The Letter Writer by Layla Kaylif is about the painful coming of age, emotionally and politically, for a boy and a country.

The Go-Between who fell in love

by Alexa Dalby

The Letter Writer

It must be difficult for a filmmaker these days to make a film in Dubai that doesn’t include its vertiginous modern skyscrapers. But The Letter Writer, set in 1965, before oil was discovered, manages it by keeping its point of view low level, filming only in what’s left of the old part and outside the museum. It is fascinating to see the sandy alleys of ‘old Dubai’ before it became fabulously wealthy.

The Arab Unity movement was growing violently fast throughout The Latter Writer: what was a (resented) British Protectorate in the then-Trucial States had not yet become part of the alliance of emirates, the UAE. This did not happen until after the British left later on.

The Letter Writer is about coming of age, both emotionally and politically, for a boy and a country. Its endearing young hero, student Khalifa (Eslam Al Kawarit), earns extra money as a street letter writer for people who are illiterate. He falls in love with a photograph of a smiley blonde Englishwoman Elli (Rosy McEwen) that one of his clients, an Indian shopkeeper (Muhammad Amir Nawaz), pays him to write formal letters in English to.

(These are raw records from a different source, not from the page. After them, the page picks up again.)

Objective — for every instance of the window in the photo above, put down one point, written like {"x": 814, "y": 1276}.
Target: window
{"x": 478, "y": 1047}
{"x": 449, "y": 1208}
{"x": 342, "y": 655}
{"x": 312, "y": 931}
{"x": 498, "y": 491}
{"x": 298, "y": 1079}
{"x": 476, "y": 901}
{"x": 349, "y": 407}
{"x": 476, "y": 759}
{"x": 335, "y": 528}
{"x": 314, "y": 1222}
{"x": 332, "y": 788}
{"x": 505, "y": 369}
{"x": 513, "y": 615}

But the boy’s naive romantic imagination takes over. He quickly learns enough English from his teacher to write poetically to Elli. He watches Omar Sharif in snowy Doctor Zhivago and copies him, dressing inappropriately in furs. We see Elli’s reaction to his letters back home in England. Luckily for Khalifa, she is kind.

Meanwhile, the fight for Arab unity, the Arabic language and post-colonial independence grows. We see the effect of Khalifa’s changed behaviour on his family, the family of his girlfriend Noora (Marwa Al Hashimi) and their middle-aged slave Buthayna (Faisa Al Moutha). The traditional ways of life and the fishing village’s history of pearl trading are dying out in a country in transition.

It’s a rather clunky first film – though set in interesting times – made by a female director, Layla Kaylif, and a team that’s partly female. It understandably won an award at the Dubai Film Festival (though an Arabic title cannot be traced). But that was in 2015… it’s more timely now.

The Letter Writer premiered at the Dubai Film Festival and is released on Amazon Prime Video on 14 February 2024 in the US and 19 February 2024 in the UK.